Pagi-pagi motor tua pemberian almarhum bapaknya telah dipanasi. Tak ada nasi ataupun lauk. Bahkan gula dan kopi juga tandas tinggal wadahnya. Selang beberapa saat, dia meluncur ke rumah Jismu yang ada di pojok desa. Melewati beberapa rerimbunan bambu dan jalan yang belum bisa disematkan kata layak untuk dilewati.

Jismu bergegas keluar saat I’am memanggilnya dari luar rumah. Sebelumnya dia telah menyiapkan seratus karung untuk wadah dedak persaknya. Mereka akhirnya menuju salah satu penggilingan gabah di dekat gapura desa. Dedak itu menumpuk di bagian belakang. Menjulang dan mengerucut bagai Gunung Penanggungan. Tanpa banyak bicara mereka langsung memulai pekerjaan. Keringat bercucuran dari segala penjuru tubuh. Pada karung kelima puluh, Jismu mengajak seniornya itu berhenti sejenak. Menikmati kopi yang telah diantar oleh bos Jismu ke tempat bekerja mereka.

“Kenapa, Cak?” pertanyaan dari Jismu sedikit membuat I’am terkejut. Namun tak lama dia langsung memahami apa yang dipertanyakan oleh adik tingkatnya tersebut.

“Ini adalah hasil angan-angan dari guruku dulu,” I’am mulai menjabarkan alasannya. Bahwa dulu gurunya pernah berpesan, manifestasi dari sebuah manusia yang paling bijaksana ada pada tanaman padi.

Oryza Sativa itu bukan hanya simbol dari sebuah kerendahan hati, semakin berisi semakin menundukan diri. Namun juga simbol kepekaan diri. Lihat saja padi yang dulu ditanam, bukankah yang ditancapkan oleh para petani itu dulu hanya sebatang. Namun ia menunggu anak-anaknya berkembang dan tumbuh. Membagikan makanan dan sinar mentari dari Tuhan kepada batang padi yang baru tumbuh di sekitarnya. Lalu tumbuh bersama, sampai akhirnya sama-sama berisi dan dipanen bersamaan.

“Tak ada persaingan dan ego, bahwa padi yang ditanam paling dulu harus dipanen paling dulu juga. Itulah yang membuat padi lebih manusiawi daripada manusia zaman sekarang,” kalimat itu menutup cerita I’am.

“tapi, Cak, saya tidak mengerti. Pekerjaan ini bisa saja tak dibayar lo, Cak. Bos mungkin sudah tak punya uang buat bayar orang lain.”

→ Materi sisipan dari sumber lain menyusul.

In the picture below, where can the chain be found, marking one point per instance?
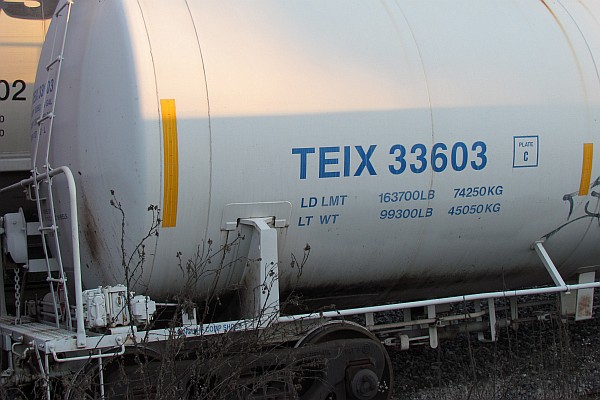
(17, 297)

Mendengar hal ini I’am malah tertawa. Sontak Jismu semakin tak mengerti dengan tingkah seniornya itu. Dari dulu memang tindakannya kadang lebih nyeleneh dari pada orang lain. Bahkan, kadang dia dijauhi teman sepermainannya. Tapi ketika ada orang yang meminta bantuan tak sekalipun ragu dia menjawab dengan anggukan. Kecuali bila memang itu hal yang tak benar.

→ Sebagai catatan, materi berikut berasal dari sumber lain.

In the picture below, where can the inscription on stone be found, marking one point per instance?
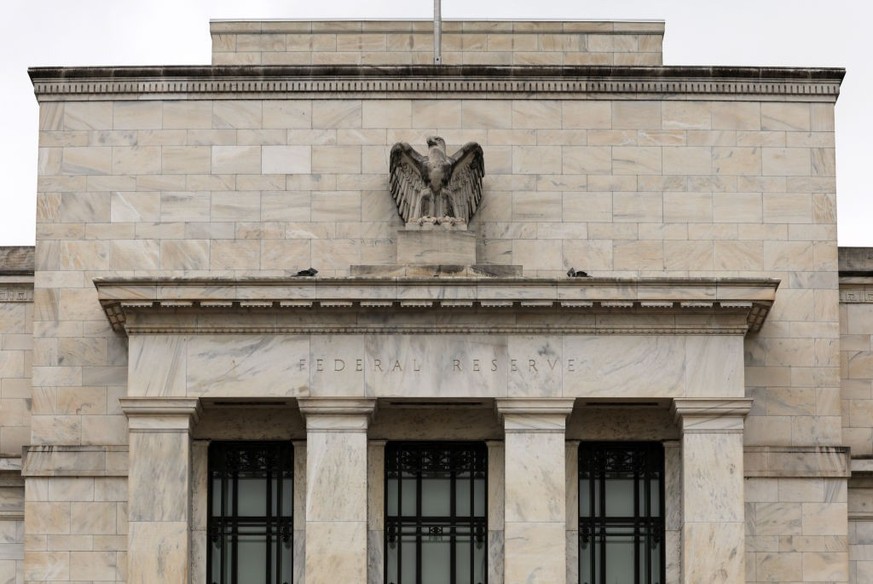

“Mu, Jismu, lebih berharga mana sekam ini dari emas?” sekali lagi pertanyaan itu membuat Jismu meninggikan sebelah alisnya.

“Ya emas-lah.”

“Bagi manusia mungkin emas, kalau untuk para anak ayam yang ada di kandangmu?”

Kalimat itu membuat Jismu tak lagi bisa membantah. Di hadapan tumpukan dedak persak yang tinggi itu dia hanya terduduk manis dengan kopinya yang belum sempat ditenggak habis. Namun matahari mulai meninggi, dan masih banyak karung-karung yang belum terisi. Dalam pikirannya dia mungkin telah lama salah memahami dunia, dan yang mengingatkannya adalah sang senior di kehidupannya. Bahwa sebaik-baik manusia, tetaplah yang bermanfaat bagi sesamannya.